Friday, January 19, 2007

Touch me now! No, not you. The other one.

I can't f*cking believe it.

I gave up on Mr. Dapper. I should have known that would be exactly when he'd throw me a crust. And now, I'm in trouble.

Once I started feeling like a experiment (i.e. Exactly how long will a 29-year-old female follow a feral male's trail of crumbs?), I stopped responding to his little touch-base emails and meatless voicemail. I pretended I was too busy for him. I was too busy. Too busy healing my wounded ego.

But he found me. He found me at my favourite Italian cafe. Everyone's favourite cafe. My safe spot. I played it as cool as I could (not very) and filled the air with more stories of things that matter not. Tales of last weekend's party. What so-and-so said that was funny. Anything.

Then, as we prepared to leave and part ways, I busied myself chatting with an aquaintance, and let Mr. Dapper wait. And wait. I intended my behaviour to say, I have more important people to do. But, my body betrayed me by screaming, Touch me! Touch me!

Eventually, he told me he was leaving, and asked what I planned to do later that night. Ohnononononono! I fell for that one before. I didn't assume he was asking me out.
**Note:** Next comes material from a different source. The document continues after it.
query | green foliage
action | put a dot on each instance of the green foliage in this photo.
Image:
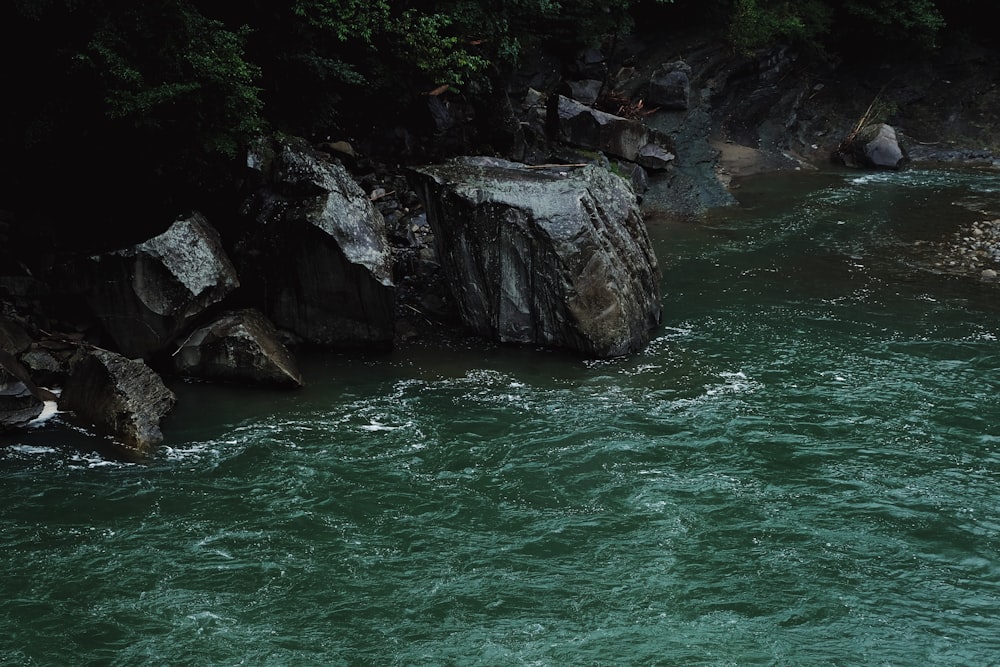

Still, he called to tell me he'd be at a going away party for a friend, and that he'd like me to drop by. I played it cool(ish)...again, and told him I'd be busy with other friends, despite the fact that I was desperate to see him. To have him try to win me again.

Good-bye romance. Enter strategy, ego salvaging and self-consciousness.

Then it happened. Finally, he hinted at a real date, and asked what I would be doing Saturday. Yesssssssssssssssssssssssssssss, I heard echoing in the void where my heart once resided. Shhhhhhhhhhhhhhhhhhhhit, said my head. I have to go to an art show, I explained. I'll come with you, he reasoned. I would have said yes to anything. After hanging up, my head reprimanded my heart for getting me in a pinch. It didn't matter. My heart was too far gone to listen.

An art show? It's a goddamn vernissage hosted by the other man I am sleeping with. The one who actually likes me; who blows off work to spend time with me. The guy who made me a mixed CD! The guy who looks at me longingly, and long enough that he makes himself uncomfortable, and I blurt, "We're not dating!"

We're not. I care about him, but I'm not instinctively attracted to him. Still, I catch myself sleeping with him, enjoying the sex, and reminding him that we are still not dating. Enter the guilt. Honestly, I would drop him in a second for a real chance with Mr. Dapper. Until then, I'll enjoy his company and pray that he won't hate me before the end of all this. I mean, he's had fair warning, right? Right?

Ouch.

This poor artist is to me what I am to Mr. Dapper. Filler. A friend. Fun. A fuck. I feel sorry for him.

*sigh*

I have to go to the art show. Alone.